Brilliant! Slime mold (mould to us Brits) is fascinating, and your comment really does sum up the essence of our debate over cellular intelligence. Molecular feedback loops are part of all behaviours, and the question is how they are triggered and controlled. I see a strange dichotomy in your reasoning: you accept that organisms with a brain have some degree of “intelligence”, culminating in the superintelligence (by comparison) of humans. You believe in dualism: i.e. that you have an intelligence which is independent of your brain and controls it. You accept that the same may well apply - to an ever decreasing extent - to other organisms, let's say all the way down from chimps/dogs/dolphins/crows to my good friends the ants. But for you the brain is the key: organisms can only have “intelligence” if they have a brain, although it is the “intelligence” that controls the brain. We have defined “intelligence” as a combination of sentience, cognition, information- processing, problem-solving, decision-making etc., all of which are to be observed in the behaviour of unicellular organisms. As Shapiro, Talbott and others have pointed out, if organisms seem to behave intelligently, maybe that is because they ARE intelligent!
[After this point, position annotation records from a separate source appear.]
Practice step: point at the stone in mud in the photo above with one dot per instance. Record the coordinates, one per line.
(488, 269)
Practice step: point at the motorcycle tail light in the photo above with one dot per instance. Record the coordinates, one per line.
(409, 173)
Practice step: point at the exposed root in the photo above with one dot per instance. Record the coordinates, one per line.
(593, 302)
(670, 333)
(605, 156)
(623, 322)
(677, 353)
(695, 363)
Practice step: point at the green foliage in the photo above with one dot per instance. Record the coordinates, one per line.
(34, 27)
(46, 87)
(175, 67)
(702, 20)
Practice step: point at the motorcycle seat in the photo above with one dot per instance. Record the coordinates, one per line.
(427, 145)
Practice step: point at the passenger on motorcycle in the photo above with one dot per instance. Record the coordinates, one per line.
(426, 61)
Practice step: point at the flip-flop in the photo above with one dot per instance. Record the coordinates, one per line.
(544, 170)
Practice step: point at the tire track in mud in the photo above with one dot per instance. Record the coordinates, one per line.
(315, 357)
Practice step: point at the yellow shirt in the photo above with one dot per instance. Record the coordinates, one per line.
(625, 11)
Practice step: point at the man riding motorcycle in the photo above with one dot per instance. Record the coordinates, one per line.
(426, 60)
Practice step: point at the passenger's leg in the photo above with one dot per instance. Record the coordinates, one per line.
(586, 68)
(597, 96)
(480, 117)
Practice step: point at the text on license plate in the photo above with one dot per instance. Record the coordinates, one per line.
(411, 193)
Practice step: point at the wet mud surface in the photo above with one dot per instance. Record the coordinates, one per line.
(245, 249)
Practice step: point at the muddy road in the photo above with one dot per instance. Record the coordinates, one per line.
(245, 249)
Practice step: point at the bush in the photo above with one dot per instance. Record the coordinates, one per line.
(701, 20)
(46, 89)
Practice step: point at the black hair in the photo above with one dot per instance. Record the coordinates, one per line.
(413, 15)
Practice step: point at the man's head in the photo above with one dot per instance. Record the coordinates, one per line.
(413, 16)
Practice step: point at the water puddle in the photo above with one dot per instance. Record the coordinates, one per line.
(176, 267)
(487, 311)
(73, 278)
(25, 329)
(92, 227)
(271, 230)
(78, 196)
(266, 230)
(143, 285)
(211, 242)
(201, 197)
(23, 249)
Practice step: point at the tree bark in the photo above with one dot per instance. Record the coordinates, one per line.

And so the question to you has to be: if “intelligence” is separate from the brain, why do you consider it impossible for intelligently behaving organisms without a brain to be “intelligent”?

There is one further aspect to all this, quite apart from that of the source. If I and my fellow agnostics argue on the side of brainless unicellular intelligence, does that commit us to belief in dualism? It will be very interesting to see how Talbott copes with this problem in the next two essays. Meanwhile, three hearty cheers for the slime mould, and thank you, David, for the article and the scrupulously fair comment.